只是,他越是這樣守規矩,那便越是在警告自己,這層帳幔,沒有他的允許,誰都不可以逾越。
“夜公子有什麼問題,直接問吧!”冷子榮一副自作主張的主人公表情,“剛剛孤都已經跟護國郡主說清楚了,只是護國郡主剛醒,神智還有些迷糊,說話如有不當之處,還請多多包涵。”
“那是自然!”夜無歡仍舊一副放浪不羈的神色,轉身,目光如炬般看着帳幔之內,總覺得這屋內的氣息有些熟悉,因爲從開始經人事起就閱女無數,所以,夜無歡對女人的氣息,辨別的總是很準,禁不住上前兩步,恨不得撤掉眼前的帳幔,好好把坐在牀榻之上的女人,看個清清楚楚。
“郡主,可否跟小民說句話?”夜無歡有意無意的低聲說着。
“……”帳幔之內,卻良久沒有迴應,一時之間,整間小屋,瞬間有些冷場。
“婉欣?”冷子榮看氣氛有些尷尬,忍不住帶了提醒的語調故作親暱的喚着,“你告訴夜公子,從昨天進宮以後,你都去了哪兒?”
葉婉欣擡頭,伸手理着耳鬢間一縷散落的頭髮,隔着帳幔,這一撩撥男人心絃的輕浮動作,着實震懾不少旁觀的侍衛,當然,也包括夜無歡和冷子榮。
“人家哪兒也沒去,一直在睡覺啊。”
夜無歡聞聽女人嗲聲嗲氣的聲音,禁不住緊湊眉頭,根本就不是一個水平線的人,昨晚那女人說話是何等的霸氣,這女人簡直就是一神經病。
只是,她會不會是在裝傻?
夜無歡一邊想着,一邊不停地掃視着小屋的前後,果然,地上有幾根枯萎的松針,這東西怎麼可能出現這兒,自己可是記得,昨晚那處假山之上,的確是有松樹的,這可是梅園,怎麼會有乾枯的松針呢?
“恐怕,護國郡主沒有說實話吧?”夜無歡後退兩步,從地上撿起一跟松針,帶了譏諷的口氣陰陽怪氣的說着,“請問郡主,這地上乾枯的松針從何而來啊?”
葉婉欣表情一緊,卻依然低着頭不動聲色,還好有一層帳幔隔開,不然真的會露了馬腳,繼續保持剛剛很是癡傻輕撫的舉動,帶了置氣的語氣高聲說着,“我昨天中午被關進來,一直在睡覺,到現在肚子都快餓扁了,也沒有人給送吃的來,我怎麼會知道地上松針是哪兒來的?”

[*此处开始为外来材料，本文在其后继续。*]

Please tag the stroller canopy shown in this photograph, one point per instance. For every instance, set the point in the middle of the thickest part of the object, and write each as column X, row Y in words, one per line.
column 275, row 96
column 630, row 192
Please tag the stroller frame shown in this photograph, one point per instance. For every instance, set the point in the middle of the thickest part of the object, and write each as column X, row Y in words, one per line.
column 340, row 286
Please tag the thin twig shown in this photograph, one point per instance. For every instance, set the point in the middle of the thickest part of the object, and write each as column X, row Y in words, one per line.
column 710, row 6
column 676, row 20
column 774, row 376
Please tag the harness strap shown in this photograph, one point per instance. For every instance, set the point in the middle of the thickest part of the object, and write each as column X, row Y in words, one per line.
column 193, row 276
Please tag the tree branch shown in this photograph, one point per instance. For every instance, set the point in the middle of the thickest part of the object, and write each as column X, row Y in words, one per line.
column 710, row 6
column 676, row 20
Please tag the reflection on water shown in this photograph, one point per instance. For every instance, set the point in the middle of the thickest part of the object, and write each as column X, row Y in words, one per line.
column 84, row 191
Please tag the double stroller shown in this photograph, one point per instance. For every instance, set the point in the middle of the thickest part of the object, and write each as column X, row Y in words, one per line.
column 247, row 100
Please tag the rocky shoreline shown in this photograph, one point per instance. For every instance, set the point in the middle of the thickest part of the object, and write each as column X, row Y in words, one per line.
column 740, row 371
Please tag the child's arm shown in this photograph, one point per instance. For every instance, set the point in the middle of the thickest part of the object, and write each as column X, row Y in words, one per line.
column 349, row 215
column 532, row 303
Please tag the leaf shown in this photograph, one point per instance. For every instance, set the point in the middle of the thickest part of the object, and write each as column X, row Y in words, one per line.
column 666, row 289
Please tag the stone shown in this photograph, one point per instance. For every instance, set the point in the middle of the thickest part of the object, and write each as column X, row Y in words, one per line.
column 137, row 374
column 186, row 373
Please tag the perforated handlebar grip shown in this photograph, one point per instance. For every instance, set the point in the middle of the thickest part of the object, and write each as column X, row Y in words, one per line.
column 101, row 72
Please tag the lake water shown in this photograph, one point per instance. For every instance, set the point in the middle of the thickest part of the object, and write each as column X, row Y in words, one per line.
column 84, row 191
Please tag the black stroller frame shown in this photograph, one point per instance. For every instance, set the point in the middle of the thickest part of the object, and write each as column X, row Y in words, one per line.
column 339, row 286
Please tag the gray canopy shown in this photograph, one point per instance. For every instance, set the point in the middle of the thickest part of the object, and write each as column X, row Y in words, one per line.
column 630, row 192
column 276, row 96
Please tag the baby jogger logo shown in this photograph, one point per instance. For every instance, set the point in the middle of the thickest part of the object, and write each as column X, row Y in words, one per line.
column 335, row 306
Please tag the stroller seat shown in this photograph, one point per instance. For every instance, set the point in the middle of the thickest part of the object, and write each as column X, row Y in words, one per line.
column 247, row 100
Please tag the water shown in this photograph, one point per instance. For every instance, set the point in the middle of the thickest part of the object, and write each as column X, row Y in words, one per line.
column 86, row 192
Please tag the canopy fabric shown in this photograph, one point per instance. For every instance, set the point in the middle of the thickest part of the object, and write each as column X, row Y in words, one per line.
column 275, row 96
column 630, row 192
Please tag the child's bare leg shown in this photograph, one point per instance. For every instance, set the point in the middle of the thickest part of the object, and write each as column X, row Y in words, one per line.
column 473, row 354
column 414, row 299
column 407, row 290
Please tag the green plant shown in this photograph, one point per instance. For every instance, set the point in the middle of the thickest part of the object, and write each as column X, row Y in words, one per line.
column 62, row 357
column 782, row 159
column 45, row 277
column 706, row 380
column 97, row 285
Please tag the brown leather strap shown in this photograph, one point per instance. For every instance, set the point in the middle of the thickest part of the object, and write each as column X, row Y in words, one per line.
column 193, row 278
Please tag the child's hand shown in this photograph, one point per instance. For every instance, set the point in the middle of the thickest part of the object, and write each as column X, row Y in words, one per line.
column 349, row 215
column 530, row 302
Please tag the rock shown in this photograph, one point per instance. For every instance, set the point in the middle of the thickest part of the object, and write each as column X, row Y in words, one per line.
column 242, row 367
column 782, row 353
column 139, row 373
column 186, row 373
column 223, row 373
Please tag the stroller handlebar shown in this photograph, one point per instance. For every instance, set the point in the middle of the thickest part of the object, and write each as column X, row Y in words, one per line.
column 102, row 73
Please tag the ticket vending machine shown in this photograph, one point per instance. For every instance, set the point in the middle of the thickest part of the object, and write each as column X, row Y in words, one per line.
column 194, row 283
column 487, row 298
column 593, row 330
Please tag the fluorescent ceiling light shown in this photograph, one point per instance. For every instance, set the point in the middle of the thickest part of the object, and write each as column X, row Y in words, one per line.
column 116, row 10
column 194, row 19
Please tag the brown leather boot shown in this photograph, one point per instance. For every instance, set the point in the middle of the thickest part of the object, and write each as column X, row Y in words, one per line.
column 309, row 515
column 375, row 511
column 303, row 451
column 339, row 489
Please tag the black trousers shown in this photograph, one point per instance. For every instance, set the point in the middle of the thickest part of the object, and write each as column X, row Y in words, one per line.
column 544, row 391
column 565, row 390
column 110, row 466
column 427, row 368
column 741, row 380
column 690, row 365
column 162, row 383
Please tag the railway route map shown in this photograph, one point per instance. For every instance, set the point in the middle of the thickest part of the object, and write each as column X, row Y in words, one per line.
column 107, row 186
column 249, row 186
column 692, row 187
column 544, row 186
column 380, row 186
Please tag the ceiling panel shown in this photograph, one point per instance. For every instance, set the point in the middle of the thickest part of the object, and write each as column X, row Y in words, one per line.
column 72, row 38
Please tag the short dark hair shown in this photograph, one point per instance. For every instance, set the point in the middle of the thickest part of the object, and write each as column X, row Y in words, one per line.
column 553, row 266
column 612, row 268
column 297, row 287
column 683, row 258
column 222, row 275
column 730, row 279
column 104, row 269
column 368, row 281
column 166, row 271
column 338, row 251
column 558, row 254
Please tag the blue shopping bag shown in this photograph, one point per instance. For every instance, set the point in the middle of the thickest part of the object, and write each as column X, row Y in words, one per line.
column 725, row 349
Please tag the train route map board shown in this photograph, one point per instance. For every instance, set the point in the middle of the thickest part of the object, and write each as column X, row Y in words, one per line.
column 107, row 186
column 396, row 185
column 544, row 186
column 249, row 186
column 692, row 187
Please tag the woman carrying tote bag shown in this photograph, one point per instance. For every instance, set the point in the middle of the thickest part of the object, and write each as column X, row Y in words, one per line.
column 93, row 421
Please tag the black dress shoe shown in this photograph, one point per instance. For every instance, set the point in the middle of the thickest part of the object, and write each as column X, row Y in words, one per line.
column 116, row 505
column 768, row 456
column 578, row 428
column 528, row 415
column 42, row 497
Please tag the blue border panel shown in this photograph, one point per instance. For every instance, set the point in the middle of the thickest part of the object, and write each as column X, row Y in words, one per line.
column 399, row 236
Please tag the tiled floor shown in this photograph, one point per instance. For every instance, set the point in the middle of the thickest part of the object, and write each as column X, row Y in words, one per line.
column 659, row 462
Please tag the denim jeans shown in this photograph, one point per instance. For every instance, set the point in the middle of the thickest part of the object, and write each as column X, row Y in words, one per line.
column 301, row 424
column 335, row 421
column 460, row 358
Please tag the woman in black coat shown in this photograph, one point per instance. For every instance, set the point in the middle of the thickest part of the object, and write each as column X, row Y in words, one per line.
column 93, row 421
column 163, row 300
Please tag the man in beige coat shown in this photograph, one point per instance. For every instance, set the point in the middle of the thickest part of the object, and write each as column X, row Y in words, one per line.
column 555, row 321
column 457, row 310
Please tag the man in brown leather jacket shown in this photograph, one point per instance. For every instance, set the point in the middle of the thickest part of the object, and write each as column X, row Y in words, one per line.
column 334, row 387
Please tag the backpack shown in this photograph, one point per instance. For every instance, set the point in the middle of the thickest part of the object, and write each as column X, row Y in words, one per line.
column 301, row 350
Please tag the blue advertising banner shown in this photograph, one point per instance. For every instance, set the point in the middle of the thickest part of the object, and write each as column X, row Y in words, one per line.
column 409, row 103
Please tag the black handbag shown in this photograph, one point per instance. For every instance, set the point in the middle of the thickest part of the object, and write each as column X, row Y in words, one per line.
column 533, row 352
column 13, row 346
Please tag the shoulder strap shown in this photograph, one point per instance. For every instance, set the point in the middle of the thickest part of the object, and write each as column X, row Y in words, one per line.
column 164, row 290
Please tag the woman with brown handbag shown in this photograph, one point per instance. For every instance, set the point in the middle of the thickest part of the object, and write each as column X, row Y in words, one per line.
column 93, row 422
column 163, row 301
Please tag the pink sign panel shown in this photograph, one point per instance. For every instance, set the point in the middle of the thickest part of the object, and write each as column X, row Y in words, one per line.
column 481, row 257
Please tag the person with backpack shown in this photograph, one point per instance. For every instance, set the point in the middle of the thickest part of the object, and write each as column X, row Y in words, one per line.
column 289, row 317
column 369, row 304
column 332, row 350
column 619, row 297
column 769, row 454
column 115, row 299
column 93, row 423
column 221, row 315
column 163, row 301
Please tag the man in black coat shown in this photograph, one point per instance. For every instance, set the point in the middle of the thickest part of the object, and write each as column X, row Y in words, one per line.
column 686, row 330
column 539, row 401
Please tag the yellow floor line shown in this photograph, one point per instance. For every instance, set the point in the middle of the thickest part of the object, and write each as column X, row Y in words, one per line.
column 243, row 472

“好啊!”夜無歡心有不甘的激將着道:“那郡主敢不敢伸出一隻手臂,讓小民檢查一下呢?”
哦,他想看看自己身上有沒有鞭傷,以此來確認去湖邊的是不是自己,看來珠靈果真是珠靈,早就猜到夜無歡回由此一遭,還真是多虧了這孩子,不容易啊,耗費那麼多靈力幫自己,這種恩情,自己真要早早回報給人家。
“夜公子?”冷子榮面色一緊,出言阻撓道:“男女授受不親不親,更何況……”
夜無歡一臉的冰冷之色,“既然如此,那小民爲了自己的一時安全,還是接了雪國的帖子,先去雪國快活幾天好了!”說着,夜無歡轉身就要走。
“夜公子請留步!”凌國太子慌忙轉身喊着,雪國這三年一直對凌國邊際蠢蠢欲動,一旦這個富可敵國的夜無歡落入雪皇手裡,那凌國幾座城池,豈不是又岌岌可危。所謂小不忍則亂大謀,自己留着這個女人,不就是爲了和雪國交涉嗎,罷了,賭一把,“婉欣,你過來!”